View larger version (26K): [in this window] [in a new window]   Fig. 7. MRG-1 is required for several mep-1 mutant phenotypes. (A-F) L1 larvae stained with DAPI (blue) and anti-PGL-1 (red) (A-C) or anti-GLH-1 (red) (D-F). mep-1(RNAi) larvae displayed ectopic expression of PGL-1 and GLH-1 in somatic cells (B,E). Ectopic expression was reduced in mep-1(RNAi); mrg-1(RNAi) larvae (C,F). Arrowheads point to the position of PGCs. Scale bar: 50 µm. (G) RT-PCR comparison of pgl-1, glh-1, nos-1 and myo-2 mRNA levels in L1 and L2 larvae with the genotype indicated. ama-1 was used as the internal reference.
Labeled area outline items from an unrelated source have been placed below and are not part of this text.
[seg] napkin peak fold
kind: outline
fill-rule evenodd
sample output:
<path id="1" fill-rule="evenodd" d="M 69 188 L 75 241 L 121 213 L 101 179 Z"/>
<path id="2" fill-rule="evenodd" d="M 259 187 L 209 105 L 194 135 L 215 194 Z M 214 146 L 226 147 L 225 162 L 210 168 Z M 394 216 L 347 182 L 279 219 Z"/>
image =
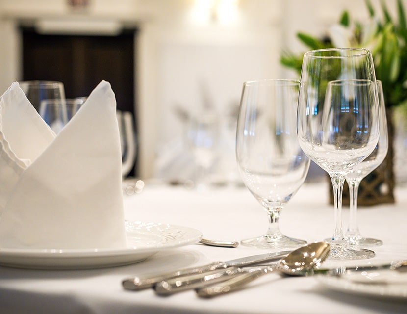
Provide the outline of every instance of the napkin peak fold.
<path id="1" fill-rule="evenodd" d="M 13 83 L 0 97 L 0 248 L 127 246 L 116 100 L 102 81 L 57 135 Z"/>

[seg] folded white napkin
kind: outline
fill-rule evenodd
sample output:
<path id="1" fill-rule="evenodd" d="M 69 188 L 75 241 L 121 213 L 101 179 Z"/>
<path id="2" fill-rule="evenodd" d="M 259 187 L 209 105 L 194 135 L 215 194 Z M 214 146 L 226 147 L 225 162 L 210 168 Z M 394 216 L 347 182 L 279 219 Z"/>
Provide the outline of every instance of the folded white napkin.
<path id="1" fill-rule="evenodd" d="M 57 136 L 13 83 L 0 97 L 0 248 L 126 247 L 121 162 L 109 83 Z"/>

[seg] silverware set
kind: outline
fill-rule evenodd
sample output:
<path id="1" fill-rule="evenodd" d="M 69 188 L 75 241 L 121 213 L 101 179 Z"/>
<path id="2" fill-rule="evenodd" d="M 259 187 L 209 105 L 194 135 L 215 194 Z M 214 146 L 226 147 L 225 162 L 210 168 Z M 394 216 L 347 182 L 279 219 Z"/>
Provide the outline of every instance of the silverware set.
<path id="1" fill-rule="evenodd" d="M 215 262 L 198 267 L 158 274 L 134 276 L 122 281 L 126 290 L 152 288 L 158 295 L 168 296 L 194 289 L 198 296 L 211 298 L 241 289 L 264 275 L 274 272 L 283 276 L 339 276 L 351 271 L 379 269 L 405 271 L 407 261 L 376 265 L 322 268 L 328 256 L 329 244 L 315 242 L 292 251 L 283 251 Z"/>
<path id="2" fill-rule="evenodd" d="M 160 295 L 169 295 L 195 289 L 199 296 L 212 297 L 238 289 L 275 270 L 286 275 L 304 275 L 305 272 L 319 266 L 328 256 L 329 251 L 328 243 L 316 242 L 293 251 L 216 262 L 199 267 L 158 275 L 134 276 L 125 279 L 122 284 L 127 290 L 139 290 L 153 288 Z M 275 262 L 271 263 L 273 262 Z M 217 284 L 218 286 L 213 286 Z"/>

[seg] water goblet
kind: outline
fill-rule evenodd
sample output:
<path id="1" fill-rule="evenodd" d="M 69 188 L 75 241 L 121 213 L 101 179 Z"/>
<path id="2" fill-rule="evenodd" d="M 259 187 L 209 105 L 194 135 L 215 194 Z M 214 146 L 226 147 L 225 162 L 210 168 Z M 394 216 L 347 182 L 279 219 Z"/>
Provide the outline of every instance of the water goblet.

Histograms show mean±s.e. of four independent experiments. (H) Percent of larvae that developed into adults after treatment of their mothers with the RNAi reagents shown. RNAi of mep-1 induced larval arrest. RNAi of mrg-1 but not dpy-5 strongly suppressed the mep-1(RNAi) larval arrest phenotype.
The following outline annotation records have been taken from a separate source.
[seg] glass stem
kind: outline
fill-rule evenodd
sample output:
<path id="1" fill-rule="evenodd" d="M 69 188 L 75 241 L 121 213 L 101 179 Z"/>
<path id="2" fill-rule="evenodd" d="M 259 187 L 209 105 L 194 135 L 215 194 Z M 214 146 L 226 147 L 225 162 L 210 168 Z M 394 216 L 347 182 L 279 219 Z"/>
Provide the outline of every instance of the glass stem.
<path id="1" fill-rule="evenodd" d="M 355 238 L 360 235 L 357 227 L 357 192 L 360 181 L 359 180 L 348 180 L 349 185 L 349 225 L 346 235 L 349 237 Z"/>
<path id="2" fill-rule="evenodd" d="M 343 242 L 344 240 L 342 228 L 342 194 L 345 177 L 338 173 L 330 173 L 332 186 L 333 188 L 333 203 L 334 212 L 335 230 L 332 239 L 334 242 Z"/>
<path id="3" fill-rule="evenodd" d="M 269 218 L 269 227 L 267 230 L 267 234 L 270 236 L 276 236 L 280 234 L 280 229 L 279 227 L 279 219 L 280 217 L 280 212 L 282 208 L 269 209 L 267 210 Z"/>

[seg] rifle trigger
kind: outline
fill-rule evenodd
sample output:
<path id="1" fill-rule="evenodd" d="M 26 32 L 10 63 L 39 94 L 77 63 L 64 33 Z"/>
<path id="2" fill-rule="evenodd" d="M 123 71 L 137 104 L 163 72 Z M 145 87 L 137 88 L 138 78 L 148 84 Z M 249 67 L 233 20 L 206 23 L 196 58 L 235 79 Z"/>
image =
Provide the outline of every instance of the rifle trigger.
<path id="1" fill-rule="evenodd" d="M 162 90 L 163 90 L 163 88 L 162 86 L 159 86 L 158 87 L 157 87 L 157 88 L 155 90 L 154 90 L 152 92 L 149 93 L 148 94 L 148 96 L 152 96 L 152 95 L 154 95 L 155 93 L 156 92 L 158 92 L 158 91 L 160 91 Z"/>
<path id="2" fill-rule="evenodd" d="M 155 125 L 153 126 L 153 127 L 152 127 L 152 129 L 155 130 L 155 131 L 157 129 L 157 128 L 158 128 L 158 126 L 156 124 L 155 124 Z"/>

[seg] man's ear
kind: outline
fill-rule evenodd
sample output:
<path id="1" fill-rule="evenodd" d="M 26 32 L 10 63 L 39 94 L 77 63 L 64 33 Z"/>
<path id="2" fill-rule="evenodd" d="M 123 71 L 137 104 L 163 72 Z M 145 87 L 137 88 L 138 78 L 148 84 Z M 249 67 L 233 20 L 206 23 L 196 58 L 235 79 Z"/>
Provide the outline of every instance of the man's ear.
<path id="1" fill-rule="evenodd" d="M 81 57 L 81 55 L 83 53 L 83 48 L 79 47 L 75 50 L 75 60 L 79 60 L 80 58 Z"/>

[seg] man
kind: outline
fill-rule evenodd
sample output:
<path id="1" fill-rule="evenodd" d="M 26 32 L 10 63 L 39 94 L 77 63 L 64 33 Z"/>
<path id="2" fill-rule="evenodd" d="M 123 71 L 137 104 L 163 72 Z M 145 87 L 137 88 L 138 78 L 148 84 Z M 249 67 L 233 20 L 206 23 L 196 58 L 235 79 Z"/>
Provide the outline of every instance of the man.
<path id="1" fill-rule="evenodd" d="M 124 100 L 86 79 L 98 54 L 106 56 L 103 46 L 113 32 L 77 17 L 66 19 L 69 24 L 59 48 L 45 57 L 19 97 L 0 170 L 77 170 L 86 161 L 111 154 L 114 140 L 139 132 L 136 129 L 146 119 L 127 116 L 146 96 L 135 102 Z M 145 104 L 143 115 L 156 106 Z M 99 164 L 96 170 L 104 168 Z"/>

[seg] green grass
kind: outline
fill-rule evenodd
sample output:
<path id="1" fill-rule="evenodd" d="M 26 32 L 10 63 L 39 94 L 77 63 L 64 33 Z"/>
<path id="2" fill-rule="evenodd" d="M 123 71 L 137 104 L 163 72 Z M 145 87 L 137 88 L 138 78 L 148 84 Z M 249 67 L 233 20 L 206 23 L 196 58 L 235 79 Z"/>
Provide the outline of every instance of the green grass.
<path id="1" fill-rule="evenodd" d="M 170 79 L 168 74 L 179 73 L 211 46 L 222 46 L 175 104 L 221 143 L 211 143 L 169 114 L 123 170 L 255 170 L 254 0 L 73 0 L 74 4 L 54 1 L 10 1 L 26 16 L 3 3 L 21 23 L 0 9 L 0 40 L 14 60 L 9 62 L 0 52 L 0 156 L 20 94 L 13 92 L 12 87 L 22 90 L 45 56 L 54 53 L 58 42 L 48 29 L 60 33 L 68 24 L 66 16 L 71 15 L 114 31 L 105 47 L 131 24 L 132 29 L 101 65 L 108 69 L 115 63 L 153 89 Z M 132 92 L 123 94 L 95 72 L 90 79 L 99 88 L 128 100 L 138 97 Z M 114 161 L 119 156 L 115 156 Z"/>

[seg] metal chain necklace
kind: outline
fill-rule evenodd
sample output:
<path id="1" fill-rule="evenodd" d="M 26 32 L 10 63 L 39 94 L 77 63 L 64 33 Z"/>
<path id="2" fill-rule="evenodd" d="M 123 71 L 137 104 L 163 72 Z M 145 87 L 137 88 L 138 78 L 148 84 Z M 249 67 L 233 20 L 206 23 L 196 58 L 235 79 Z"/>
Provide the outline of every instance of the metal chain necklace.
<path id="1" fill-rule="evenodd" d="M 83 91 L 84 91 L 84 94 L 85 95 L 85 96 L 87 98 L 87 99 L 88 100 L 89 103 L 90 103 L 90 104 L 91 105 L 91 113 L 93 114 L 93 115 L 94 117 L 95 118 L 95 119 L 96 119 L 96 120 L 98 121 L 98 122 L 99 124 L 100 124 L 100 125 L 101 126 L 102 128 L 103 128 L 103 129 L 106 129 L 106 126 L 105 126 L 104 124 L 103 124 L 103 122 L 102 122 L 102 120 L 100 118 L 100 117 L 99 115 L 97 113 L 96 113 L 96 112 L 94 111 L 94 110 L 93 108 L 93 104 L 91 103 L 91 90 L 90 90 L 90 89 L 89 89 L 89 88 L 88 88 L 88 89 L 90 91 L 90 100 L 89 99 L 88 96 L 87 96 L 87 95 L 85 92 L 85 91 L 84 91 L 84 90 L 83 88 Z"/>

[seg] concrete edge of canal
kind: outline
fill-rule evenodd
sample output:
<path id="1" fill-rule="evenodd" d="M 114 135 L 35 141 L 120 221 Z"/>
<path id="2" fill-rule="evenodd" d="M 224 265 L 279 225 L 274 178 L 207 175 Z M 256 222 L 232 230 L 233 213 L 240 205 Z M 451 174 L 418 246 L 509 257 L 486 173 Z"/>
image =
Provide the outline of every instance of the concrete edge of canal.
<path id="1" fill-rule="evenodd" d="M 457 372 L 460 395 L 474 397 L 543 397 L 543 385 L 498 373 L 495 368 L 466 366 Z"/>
View larger version (62K): [in this window] [in a new window]   Fig. 8. MRG-1 is required for silencing of a transgene and several X-linked genes in the germ line of mrg-1 M+Z-mutants. (A,B) Control adult hermaphrodite stained with Hoechst 33342 [as done in Garvin et al. (Garvin et al., 1998); B] and displaying expression of LET-858::GFP fluorescence in somatic nuclei but not in the germ line. None of 27 worms analyzed displayed GFP in the germ line. (C,D) mrg-1 (M+Z-) adult hermaphrodite stained with Hoechst 33342 (D) and displaying LET-858::GFP fluorescence in germ nuclei as well as somatic nuclei (C). Of 26 worms analyzed, 25 displayed GFP in the germ line. Brackets indicate the germ line. (E) RT-PCR comparison of mRNA levels from five X-linked and four autosomal genes in dissected wild-type and mrg-1(qa6200) M+Z-gonads. #1 and #2 show the results from two independent sets of dissected gonads. For each gene, RT-PCR was performed in triplicate. Transcript levels are relative to the reference gene ZK381.1/him-3 (Bender et al., 2006). The five X-linked genes are upregulated in mes-4 mutant gonads compared with wild type (Bender et al., 2006). Upregulation of those X-linked genes was also observed in mrg-1 gonads. The four autosomal genes are expressed at approximately equivalent levels in mes-4 and wild-type gonads (Bender et al., 2006). mrg-1 and wild-type gonads also accumulate similar levels of those genes.